Succession de Barroso, les groupes PPE, S&D, ADLE refusent une mise à l'écart

Bruxelles, 03/04/2014 (Agence Europe) - Les groupes PPE, S&D et ADLE au Parlement européen redoutent de se faire déposséder du résultat des élections européennes et d'être mis sur le côté par les chefs d'État et de gouvernement au moment du choix du prochain président de la Commission européenne.

Les présidents des trois groupes, le Français Joseph Daul, l'Autrichien Hannes Swoboda et le Belge Guy Verhofstadt, ont publié, jeudi 3 avril, une déclaration en ce sens à l'intention des gouvernements nationaux, déclaration dans laquelle ils s'engagent à ouvrir dès le résultat des élections des discussions et des consultations avec le Conseil. Ils leur rappellent également des dispositions annexées au Traité (déclaration 11) stipulant que « le Conseil et le Parlement sont conjointement responsables du bon déroulement du processus conduisant à l'élection du président de la Commission ».

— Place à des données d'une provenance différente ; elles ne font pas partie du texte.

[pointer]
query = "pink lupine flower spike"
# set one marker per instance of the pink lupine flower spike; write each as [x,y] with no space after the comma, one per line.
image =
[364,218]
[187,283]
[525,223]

Les représentants du PE et du Conseil doivent donc « conduire les nécessaires consultations », précisent encore les dispositions citées par les trois responsables. MM. Daul, Swoboda et Verhofstadt estiment que le candidat du parti européen arrivé en tête au lendemain des élections devra être le « premier à tenter de former la majorité requise ». Et « sur cette base, nous allons soumettre une proposition conjointe au Conseil européen et entamer des consultations interinstitutionnelles en conformité avec 'la déclaration 11' », promettent les trois hommes.

Les spéculations vont bon train sur les probables successeurs de M. Barroso et ne correspondent pas toujours aux noms des candidats formellement choisis par les partis politiques européens, à l'image du nom de la Danoise Hell Thorning-Schmidt. Les trois plus importants groupes politiques du PE désirent couper court à toute rumeur. Ils préviennent en substance « le Conseil que, pour le PE, ce sera la marche à suivre au lendemain des élections, et pas autrement », a expliqué une source de l'un de ces trois groupes.

En d'autres termes, le Conseil devra bien mesurer les conséquences de ses actes s'il se passait de l'avis du Parlement européen. L'arme ultime des eurodéputés consisterait en un rejet pur et simple du candidat soumis par les chefs d'État et de gouvernement, qui se réuniront le 27 mai de manière informelle, deux jours après les élections européennes. (SP)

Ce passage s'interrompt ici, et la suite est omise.